Tag Archive: color


I started my post during the weekend trying to summarize Blake’s representation system of color in Songs of Innocence, because he mentions certain colors repetitively throughout the whole series. Firstly, Blake uses the color of white frequently as the symbol of innocence and white is the color of lamb and the Lamb, which refers to Jesus Christ. Also, in The Little Black Boy, white is related to biblical image: “my soul is white. White as an angel is the English child” (16). The connection between white and innocence continues in The Chimney Sweeper, representing the sweepers rising upon clouds: “then naked & white, all their bags left behind” (18). Later in The Little Boy Found, white is again associated with God: “but God ever nigh, Appeared like his father in white” (19).

Green is another color that connects to the representation of innocence and green echoes with the color of white by referring to grass and lawn, where the lambs are. In Ecchoing Green, the color of green merges with the image of children playing cheerfully. Also, in Laughing Song, the color of green is associated with the concept of joy: “when the meadows laugh with lively green…” (19). In Night, “green fields and happy groves” are tightly connected with “where lambs have nibbled” (23). Finally, in Nurse’s Song, green is again presented with the laughing voices of children: “when the voices of children are heard on the green” (25). Besides Songs of Innocence, the image of green and white are seen in Blake’s other works. For example, in “And did those feet in ancient time”, England’s mountains are described as green (147).

Unlike white and green, the color of black is usually associated with image of industrialization and contamination of innocence. In The Little Black Boy, though Blake shows no discrimination against the boy’s dark skin, the color black is still presented as a contrary of white: “And I am black, but O! my soul is white” (16). This image is more obvious in The Chimney Sweeper, black is associated with factories and counter-color of white: “Were all of them lock’d up in coffins of black” (18). Similarly, in “And did those feet in ancient time”, the Satanic Mills are described as dark (147).

(http://www.blakearchive.org/exist/blake/archive/comparison.xq?selection=compare&copies=all&bentleynum=B2&copyid=s-inn.u&java=yes
Songs of Innocence and of Experience, copy F, 1789, 1794 (Yale Center for British Art): electronic edition
Songs of Innocence and of Experience, copy L, 1795 (Yale Center for British Art): electronic edition)
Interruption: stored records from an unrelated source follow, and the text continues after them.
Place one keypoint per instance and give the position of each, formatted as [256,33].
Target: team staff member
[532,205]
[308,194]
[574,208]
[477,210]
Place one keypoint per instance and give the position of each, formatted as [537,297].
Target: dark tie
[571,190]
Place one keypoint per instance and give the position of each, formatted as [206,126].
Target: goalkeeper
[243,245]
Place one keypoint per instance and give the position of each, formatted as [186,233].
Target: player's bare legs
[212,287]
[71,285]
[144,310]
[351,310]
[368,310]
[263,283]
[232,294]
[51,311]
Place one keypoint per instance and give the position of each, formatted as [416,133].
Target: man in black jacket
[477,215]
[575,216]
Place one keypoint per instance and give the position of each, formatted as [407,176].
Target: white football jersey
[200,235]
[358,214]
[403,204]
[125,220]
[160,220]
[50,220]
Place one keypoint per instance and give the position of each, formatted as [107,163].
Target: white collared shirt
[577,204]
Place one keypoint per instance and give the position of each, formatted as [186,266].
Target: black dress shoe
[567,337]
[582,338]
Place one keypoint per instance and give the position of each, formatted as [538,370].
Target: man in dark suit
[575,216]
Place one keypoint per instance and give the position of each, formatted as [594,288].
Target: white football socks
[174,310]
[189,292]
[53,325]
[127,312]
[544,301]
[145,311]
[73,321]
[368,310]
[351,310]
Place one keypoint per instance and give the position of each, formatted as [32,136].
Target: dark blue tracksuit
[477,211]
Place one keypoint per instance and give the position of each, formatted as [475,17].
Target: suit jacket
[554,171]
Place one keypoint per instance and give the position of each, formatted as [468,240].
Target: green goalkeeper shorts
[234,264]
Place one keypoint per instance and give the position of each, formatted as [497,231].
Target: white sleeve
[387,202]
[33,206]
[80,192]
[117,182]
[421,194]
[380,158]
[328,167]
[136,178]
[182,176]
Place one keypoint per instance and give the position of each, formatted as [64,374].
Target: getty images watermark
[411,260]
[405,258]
However, after our first discussion, I realized that Blake himself might be against this strict division of color, which is what I am doing right now. Blake’s art work is destroying the system he created in his own words. He set up this point of view in YAH & His Two Sons Satan & Adam: “What can be created can be destroyed” (352). In the art works associated with Songs of Innocence, he is materializing this idea: using different color, an infant can be both an angel and a demon (pictures above). By creating the contrary of colors in art works and poems, Blake is mocking those who try to institutionalize and systemize things, in this case colors, from their experience and reason. For Blake, the state of innocence is not a boy who was taught white symbolizes Christ but one who learn the true Christ through their vision, their imagination, and their Poetic Genius.
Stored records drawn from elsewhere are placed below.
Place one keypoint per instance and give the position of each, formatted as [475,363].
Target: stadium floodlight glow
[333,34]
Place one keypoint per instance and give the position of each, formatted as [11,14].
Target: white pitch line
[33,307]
The Great Line vs. Color Debate

Promoting the superiority of line over color, Blake argues the sublime in art relies on the artist’s execution of the minute particulars in this world. Defined as the outward expression of the eternal individualities of all things, these details can only be expressed through line in the engraving process. Roberts notes Blake printed mostly monochromatic illuminated books and colored them later by hand, demonstrating the artist’s emphasis on exact line rather than perfect color. Comparing the works of Le Brun and Rubens with Rafael, Blake labels the two colorists “contemptible,” instead elevating outline by stating, “All Forms are Perfect in the Poets Mind. but these are…from Imagination” (464). Although Reynolds and Blake both laud Ideal Beauty through form, Blake asserts knowledge of such beauty is born innately in man and expressed through imagination, undermining the need for a Royal Academy of artistic learning. Criticizing the use of art by Reynolds and King George III to reshape the image of Great Britain, Blake argues “Empire follows Art,” which rationalizes his decision to use art as a vehicle to visualize his prophecies (461). Because Blake believed nations conformed to art, he imbued his works with the precise forms of what he recognized as Ideal Beauty. Describing his own style as “unbroken lines, unbroken masses, and unbroken colours,” Blake approached art as a way to find form—both on the page and in the world—and keep it.